ÉDITORIAL
Bonjour de Tokyo!
Cette semaine, pour rajouter un peu de piquant à mon éditorial, j'ai décidé de vous écrire depuis le Japon! Je blague... à moitié, puisque je suis bien à Tokyo au moment où j'écris ces lignes, pour ma pratique martiale essentiellement, et un peu de tourisme aussi. Et s'il est vrai que l'on peut difficilement comparer la mégalopole nippone à la ville de Gatineau (situation géographique, population, superficie, mode de vie, habitudes en matière de développement urbain, etc.), il n'en reste pas moins que l'équation en termes de transport est toujours la même: comment faire en sorte qu'un maximum d'usagers puisse prendre les transports les plus adaptés à leurs besoins, au moindre coût possible, sans que le reste de la population en pâtisse, et dans le souci d'un développement durable, "avec un train d'avance" pourrais-je ajouter?
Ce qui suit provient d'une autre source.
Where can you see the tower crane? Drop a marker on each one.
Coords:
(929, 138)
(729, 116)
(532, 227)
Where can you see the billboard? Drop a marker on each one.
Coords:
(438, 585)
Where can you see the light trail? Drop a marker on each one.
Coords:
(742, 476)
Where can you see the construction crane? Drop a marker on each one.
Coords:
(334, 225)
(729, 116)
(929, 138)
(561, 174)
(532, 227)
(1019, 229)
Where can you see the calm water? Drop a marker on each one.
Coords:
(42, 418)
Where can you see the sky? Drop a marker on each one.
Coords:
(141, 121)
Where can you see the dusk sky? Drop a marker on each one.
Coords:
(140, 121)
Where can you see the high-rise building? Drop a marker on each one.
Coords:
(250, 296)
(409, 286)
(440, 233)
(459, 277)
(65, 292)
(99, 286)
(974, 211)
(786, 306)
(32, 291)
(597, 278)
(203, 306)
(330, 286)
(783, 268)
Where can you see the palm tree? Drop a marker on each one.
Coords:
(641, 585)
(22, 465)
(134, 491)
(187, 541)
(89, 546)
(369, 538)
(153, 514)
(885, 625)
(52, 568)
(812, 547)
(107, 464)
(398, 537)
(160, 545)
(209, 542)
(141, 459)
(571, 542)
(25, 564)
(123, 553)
En Amérique du Nord en général, et à Gatineau en particulier, on aime prendre sa voiture, quitte à se retrouver dans les embouteillages à l'approche des ponts et à voyager seul. Je ne reviendrai pas sur ce dernier sujet. À l'autre bout du spectre, nous trouvons les convaincus du vélo, aidés en cela par un réseau de pistes cyclables appréciable. Admettons cependant que ce dernier moyen de transport résiste mal à l'hiver... et reste individuel. Entre les deux, point de salut, alors? Vous me rétorquerez: et l'autobus? Mais oui, j'y ai aussi pensé, rassurez-vous. Beaucoup même. Il est vrai qu'avec ses cinq secteurs, la ville est très étendue: 55 kilomètres d'est et ouest, et les les lignes d’autobus ont du mal à se rendre aux extrémités, nous en savons quelque chose. À Gatineau, la densité de la population est relativement faible (773 habitants au kilomètre carré, contre 2 400 à Tokyo). Evidemment, on ne joue pas dans la même ligue.
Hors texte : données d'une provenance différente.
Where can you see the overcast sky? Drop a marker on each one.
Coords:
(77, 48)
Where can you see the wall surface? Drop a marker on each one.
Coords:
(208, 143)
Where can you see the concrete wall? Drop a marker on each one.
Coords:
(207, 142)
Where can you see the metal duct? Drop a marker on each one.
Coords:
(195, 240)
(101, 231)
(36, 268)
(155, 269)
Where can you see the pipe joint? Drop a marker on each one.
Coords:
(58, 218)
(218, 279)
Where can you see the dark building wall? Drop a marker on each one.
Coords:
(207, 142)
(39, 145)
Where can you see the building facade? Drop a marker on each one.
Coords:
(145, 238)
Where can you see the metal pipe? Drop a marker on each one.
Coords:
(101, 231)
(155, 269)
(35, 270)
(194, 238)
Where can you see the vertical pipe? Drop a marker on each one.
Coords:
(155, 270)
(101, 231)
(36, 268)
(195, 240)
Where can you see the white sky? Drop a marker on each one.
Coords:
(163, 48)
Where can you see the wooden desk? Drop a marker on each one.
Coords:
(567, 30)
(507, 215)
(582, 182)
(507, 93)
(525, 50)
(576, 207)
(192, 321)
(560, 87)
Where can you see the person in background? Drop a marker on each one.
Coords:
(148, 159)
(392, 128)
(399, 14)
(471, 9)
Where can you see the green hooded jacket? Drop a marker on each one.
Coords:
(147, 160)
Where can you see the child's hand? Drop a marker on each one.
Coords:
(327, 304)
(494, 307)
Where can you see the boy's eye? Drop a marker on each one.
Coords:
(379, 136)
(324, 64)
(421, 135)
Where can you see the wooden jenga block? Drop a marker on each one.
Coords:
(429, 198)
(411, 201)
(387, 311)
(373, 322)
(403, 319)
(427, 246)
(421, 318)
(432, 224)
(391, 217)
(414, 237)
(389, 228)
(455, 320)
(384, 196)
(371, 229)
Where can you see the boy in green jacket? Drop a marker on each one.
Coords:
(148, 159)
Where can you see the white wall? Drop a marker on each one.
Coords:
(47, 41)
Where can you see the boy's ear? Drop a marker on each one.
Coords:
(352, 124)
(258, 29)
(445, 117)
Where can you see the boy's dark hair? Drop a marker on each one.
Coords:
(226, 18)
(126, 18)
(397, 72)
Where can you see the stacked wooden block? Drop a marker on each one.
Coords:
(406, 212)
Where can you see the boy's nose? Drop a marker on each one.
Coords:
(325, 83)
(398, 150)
Cependant, nous en sommes encore ici à discuter de l’ajout de lignes d'autobus, ou de modifications en fonction des besoins de la population grandissante de l'ouest de la ville, par exemple, tout en refusant d'utiliser le boulevard des Allumettières (!). La plupart des moyennes et grandes villes en sont à réduire l'usage du moteur alimenté au pétrole pour opter plutôt pour l'électrique, moins coûteux et moins polluant, et elles intégrent même différents moyens de transport. Ainsi, a Tokyo, non seulement a-t-on gardé le train électrique (de surface), qui avait remplacé le tramway du début du XXe siècle, mais on a rajouté le métro et des trains ultra-rapides de type TGV (Train à Grande Vitesse), pour obtenir au final trois niveaux superposés de transport ! Un truc de fou, pour m'exprimer familièrement, lorsque le voyageur (a fortiori étranger) se retrouve en plein coeur des plus grandes stations de la ville.
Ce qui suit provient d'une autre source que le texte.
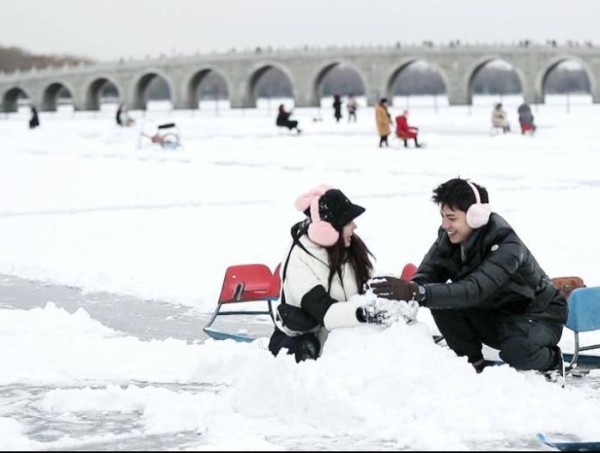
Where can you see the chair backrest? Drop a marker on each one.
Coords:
(249, 282)
(567, 284)
(584, 309)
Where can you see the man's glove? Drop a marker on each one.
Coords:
(395, 288)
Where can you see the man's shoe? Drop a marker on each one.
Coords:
(479, 365)
(556, 373)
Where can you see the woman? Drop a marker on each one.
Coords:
(384, 121)
(283, 119)
(326, 265)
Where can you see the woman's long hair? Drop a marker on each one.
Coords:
(357, 254)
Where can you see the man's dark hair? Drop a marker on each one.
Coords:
(458, 194)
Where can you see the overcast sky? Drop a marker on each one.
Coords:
(111, 29)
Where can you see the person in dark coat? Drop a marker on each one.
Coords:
(122, 117)
(526, 119)
(337, 107)
(34, 121)
(283, 119)
(484, 286)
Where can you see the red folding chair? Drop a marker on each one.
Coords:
(245, 283)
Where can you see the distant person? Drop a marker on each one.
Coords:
(526, 119)
(406, 132)
(337, 107)
(283, 119)
(352, 107)
(122, 117)
(500, 119)
(34, 121)
(384, 121)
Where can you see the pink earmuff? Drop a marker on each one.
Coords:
(319, 231)
(478, 213)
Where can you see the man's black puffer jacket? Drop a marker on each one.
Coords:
(498, 272)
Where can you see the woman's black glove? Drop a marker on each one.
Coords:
(396, 288)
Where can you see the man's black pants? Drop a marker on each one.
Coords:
(525, 343)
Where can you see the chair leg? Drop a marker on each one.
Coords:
(573, 362)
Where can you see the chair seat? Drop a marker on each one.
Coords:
(584, 309)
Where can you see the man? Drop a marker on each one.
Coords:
(484, 286)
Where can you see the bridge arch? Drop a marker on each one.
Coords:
(321, 73)
(51, 94)
(194, 82)
(94, 91)
(406, 65)
(552, 65)
(10, 99)
(251, 91)
(475, 69)
(141, 84)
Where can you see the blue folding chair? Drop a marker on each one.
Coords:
(584, 316)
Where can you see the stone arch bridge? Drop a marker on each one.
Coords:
(377, 67)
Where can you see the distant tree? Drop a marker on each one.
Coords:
(13, 58)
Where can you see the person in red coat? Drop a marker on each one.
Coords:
(406, 132)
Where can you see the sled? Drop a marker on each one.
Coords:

Cependant, il faut se rappeler que cette organisation très sophistiquée correspond à un besoin (celui de 13,5 millions de personnes dans Tokyo intra-muros, 42 millions avec la couronne), et ensuite, que toutes ces lignes ont été privatisées. Ce dernier aspect mériterait en lui-même une certaine réflexion. En effet, confier à des intérêts privés (guidés par un objectif de profit grandissant) un service public ne peut se faire sans établir des balises: l'usager doit s'y retrouver en ce qui concerne la qualité du service, le prix et la desserte.
Alors, comme citoyen, que tirer de cette réflexion interculturelle? Essentiellement, qu'il faut s'informer, regarder un peu ailleurs pour avoir une perspective plus large et garder l'ouverture d'esprit nécessaire pour penser hors du cadre de nos vies, de nos expériences, de nos contextes spécifiques. Cela en gardant à l'esprit nos limites, nos moyens actuels et nos contraintes locales. Mais que diable, un peu d'audace et de vision à long terme!